John Katzman, a writer for insidehighered.com, highlights the consequences.

“Critics are missing the real arms race in higher education: a new student-recruitment spending war that is orders of magnitude more expensive and ends in only higher tuition rates for students- with none of the fun and relaxation.”

Katzman goes in depth to explain how heavy investment in marketing by higher education institutions can cause subsequent higher tuition rates.

“In the past decade, colleges moved their degree programs online, eliminating physical constraints entirely. With the limitless scaling potential of online learning, nonprofit institutions have brought more and more programs online. However, this access is creating a massive problem: those lower costs allow colleges to spend more on marketing, and the new competition forces them to spend more.
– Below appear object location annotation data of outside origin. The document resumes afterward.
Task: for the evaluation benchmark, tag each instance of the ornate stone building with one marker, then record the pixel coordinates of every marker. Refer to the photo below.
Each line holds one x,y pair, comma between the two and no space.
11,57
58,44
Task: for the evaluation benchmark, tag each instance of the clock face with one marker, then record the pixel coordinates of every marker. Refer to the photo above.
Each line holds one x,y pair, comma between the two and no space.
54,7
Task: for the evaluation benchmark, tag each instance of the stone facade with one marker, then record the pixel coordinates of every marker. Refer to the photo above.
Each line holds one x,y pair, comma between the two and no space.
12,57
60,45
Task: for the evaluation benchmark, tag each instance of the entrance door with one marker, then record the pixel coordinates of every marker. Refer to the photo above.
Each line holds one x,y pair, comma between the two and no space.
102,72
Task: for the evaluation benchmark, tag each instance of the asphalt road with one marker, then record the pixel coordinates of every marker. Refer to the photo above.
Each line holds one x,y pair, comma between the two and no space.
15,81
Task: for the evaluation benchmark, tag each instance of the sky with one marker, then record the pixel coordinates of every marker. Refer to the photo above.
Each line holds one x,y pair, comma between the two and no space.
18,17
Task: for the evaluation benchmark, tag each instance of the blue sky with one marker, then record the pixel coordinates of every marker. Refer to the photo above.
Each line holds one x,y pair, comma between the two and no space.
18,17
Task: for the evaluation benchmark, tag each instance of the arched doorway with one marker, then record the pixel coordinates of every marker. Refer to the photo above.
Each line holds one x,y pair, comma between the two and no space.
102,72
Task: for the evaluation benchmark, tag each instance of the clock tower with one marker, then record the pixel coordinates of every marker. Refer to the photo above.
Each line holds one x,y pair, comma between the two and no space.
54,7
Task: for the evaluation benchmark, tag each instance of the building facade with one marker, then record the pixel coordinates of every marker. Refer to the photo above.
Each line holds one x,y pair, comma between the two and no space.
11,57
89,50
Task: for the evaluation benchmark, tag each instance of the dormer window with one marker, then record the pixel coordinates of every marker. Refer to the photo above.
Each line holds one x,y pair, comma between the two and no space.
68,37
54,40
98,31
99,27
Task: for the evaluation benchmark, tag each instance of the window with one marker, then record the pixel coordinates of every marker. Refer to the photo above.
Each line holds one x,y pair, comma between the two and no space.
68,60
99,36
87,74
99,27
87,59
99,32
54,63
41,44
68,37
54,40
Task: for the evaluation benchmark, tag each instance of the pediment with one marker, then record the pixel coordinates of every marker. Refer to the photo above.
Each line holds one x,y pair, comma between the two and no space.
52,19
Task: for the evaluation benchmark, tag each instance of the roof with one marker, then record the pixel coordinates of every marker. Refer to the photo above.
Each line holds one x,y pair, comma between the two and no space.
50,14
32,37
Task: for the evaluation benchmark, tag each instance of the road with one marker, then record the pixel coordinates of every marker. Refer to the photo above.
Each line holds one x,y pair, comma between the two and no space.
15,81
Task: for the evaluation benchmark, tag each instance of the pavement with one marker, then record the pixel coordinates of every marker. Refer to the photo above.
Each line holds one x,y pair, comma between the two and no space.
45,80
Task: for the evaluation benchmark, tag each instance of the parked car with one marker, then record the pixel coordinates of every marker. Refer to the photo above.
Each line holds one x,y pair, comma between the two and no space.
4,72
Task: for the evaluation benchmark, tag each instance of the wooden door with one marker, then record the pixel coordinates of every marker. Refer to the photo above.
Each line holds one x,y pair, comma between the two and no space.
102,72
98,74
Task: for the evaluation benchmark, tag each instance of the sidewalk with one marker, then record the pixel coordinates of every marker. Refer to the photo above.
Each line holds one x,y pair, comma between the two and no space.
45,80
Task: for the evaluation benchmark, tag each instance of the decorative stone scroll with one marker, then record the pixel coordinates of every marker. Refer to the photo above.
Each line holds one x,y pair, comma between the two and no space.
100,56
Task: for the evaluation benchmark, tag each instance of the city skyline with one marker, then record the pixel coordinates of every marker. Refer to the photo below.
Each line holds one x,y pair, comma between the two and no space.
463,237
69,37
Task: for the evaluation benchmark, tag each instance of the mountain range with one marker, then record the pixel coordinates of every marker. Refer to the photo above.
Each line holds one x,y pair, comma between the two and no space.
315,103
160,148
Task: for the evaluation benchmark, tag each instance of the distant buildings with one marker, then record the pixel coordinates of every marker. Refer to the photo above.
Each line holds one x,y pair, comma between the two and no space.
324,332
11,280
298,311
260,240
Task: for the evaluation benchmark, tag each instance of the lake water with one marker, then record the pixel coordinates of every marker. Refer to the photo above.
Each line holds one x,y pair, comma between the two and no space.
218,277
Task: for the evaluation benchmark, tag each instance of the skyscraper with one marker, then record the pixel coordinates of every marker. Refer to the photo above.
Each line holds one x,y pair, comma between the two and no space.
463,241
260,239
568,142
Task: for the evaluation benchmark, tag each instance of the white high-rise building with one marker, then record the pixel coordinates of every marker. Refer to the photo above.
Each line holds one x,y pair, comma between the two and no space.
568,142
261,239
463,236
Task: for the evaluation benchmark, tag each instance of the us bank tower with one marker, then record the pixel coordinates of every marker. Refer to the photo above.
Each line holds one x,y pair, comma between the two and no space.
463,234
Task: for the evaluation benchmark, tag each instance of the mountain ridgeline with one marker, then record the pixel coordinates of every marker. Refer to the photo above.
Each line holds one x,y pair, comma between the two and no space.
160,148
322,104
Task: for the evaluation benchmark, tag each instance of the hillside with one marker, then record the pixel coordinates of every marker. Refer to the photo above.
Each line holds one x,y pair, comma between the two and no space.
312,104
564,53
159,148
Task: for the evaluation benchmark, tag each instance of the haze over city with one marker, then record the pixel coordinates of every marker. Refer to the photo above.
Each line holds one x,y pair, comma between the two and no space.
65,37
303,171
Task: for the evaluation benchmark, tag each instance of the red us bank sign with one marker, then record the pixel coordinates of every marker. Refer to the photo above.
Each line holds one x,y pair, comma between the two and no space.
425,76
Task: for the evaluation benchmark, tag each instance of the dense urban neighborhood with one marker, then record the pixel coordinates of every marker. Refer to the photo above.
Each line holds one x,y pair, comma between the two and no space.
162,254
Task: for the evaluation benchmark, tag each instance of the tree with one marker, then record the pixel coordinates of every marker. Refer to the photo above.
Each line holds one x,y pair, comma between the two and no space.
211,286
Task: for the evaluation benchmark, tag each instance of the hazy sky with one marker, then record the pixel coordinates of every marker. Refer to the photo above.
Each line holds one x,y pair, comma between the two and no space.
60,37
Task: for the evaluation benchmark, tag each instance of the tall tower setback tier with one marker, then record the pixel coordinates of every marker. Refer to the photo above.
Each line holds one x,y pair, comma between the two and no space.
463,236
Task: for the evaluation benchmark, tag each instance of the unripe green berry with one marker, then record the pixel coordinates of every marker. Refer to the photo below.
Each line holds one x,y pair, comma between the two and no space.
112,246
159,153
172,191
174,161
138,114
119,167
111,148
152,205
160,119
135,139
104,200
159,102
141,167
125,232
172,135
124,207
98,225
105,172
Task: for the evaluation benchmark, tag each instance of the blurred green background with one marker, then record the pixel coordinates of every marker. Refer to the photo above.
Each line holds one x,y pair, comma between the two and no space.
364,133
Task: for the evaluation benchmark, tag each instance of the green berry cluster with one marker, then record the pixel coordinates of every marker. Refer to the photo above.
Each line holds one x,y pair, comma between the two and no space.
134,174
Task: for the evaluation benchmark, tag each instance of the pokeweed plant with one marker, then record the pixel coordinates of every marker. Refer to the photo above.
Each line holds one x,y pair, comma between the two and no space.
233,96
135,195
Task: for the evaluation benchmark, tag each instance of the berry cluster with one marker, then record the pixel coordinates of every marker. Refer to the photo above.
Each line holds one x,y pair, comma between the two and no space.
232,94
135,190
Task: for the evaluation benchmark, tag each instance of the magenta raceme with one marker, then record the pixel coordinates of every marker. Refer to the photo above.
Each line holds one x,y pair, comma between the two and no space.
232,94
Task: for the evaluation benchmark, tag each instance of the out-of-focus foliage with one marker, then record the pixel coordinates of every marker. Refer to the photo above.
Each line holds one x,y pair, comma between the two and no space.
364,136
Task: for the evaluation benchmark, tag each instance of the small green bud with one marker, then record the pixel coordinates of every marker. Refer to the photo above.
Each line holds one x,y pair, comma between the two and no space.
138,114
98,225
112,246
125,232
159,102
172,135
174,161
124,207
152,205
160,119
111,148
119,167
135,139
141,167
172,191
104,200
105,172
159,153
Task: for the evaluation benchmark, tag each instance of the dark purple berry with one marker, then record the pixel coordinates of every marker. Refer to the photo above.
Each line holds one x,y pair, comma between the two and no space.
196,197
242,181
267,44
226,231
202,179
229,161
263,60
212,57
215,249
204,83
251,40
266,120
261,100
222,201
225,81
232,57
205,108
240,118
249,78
As nonprofit marketing budgets start to look like those of the for-profits, the annual recruiting spending of American colleges will move inexorably from its current $10 billion to $100 billion a year.”

If one is willing to read between the lines, then it’s easy to see that raising tuition rates will be seen as practical and necessary by institutions engaging in heavy marketing campaigns to keep up with the enormous expenditures entailed by a campaign. Ethical concerns are also raised as well.

Granted, nonprofit institutions are either accredited by the United States Department of Education or the Council for Higher Education Accreditation (CHEA), making the derogatory term “diploma mill” an inaccurate one to use as the degree earned isn’t useless. Only advertising an institution’s online program while subtly putting the tiny text “on-campus” at the end of a fifteen second ad mainly advertising an online program, however, unfortunately unleashes two disheartening scenarios.

What these institutions don’t realize is that the use of this tactic essentially makes it seem that the purpose of the online program is to give a degree out to a nontraditional student, while having funds received from anyone that goes into the online program be used towards sustaining the campus. Unfortunately, this causes an online program to essentially appear as subservient to the campus program. This would suggest that the real purpose of the online program is to provide the institution with a reliable source of funds to invest into the main campus program, which is traditionally seen in a more favorable light by employers than an online program.

As for the second scenario, the constant advertisements shown essentially decreases the value of the school. For this scenario, the type of value that will be analyzed is value in the sense of reputation. To be specific, when an online program is constantly advertised either nationally or globally, only the online program will be known.

This might not cause anxiety to some, but one shouldn’t have to worry about the possibility about proving that they actually went to a campus in the first place. Competition for jobs is fierce enough that having to make it clear to an employer that the campus exists and gave its attendees a well-rounded education is an unnecessary obstacle.

In short, advertising is great for business but not necessarily for education. Education is meant to be something greater than business that caters more to the pursuit of virtue instead of profit. Programs, opportunities, the student body, athletics, reputation, a rigorous curriculum and location are what will establish the effective advertising of a true nonprofit university, not a fifteen second television advertisement.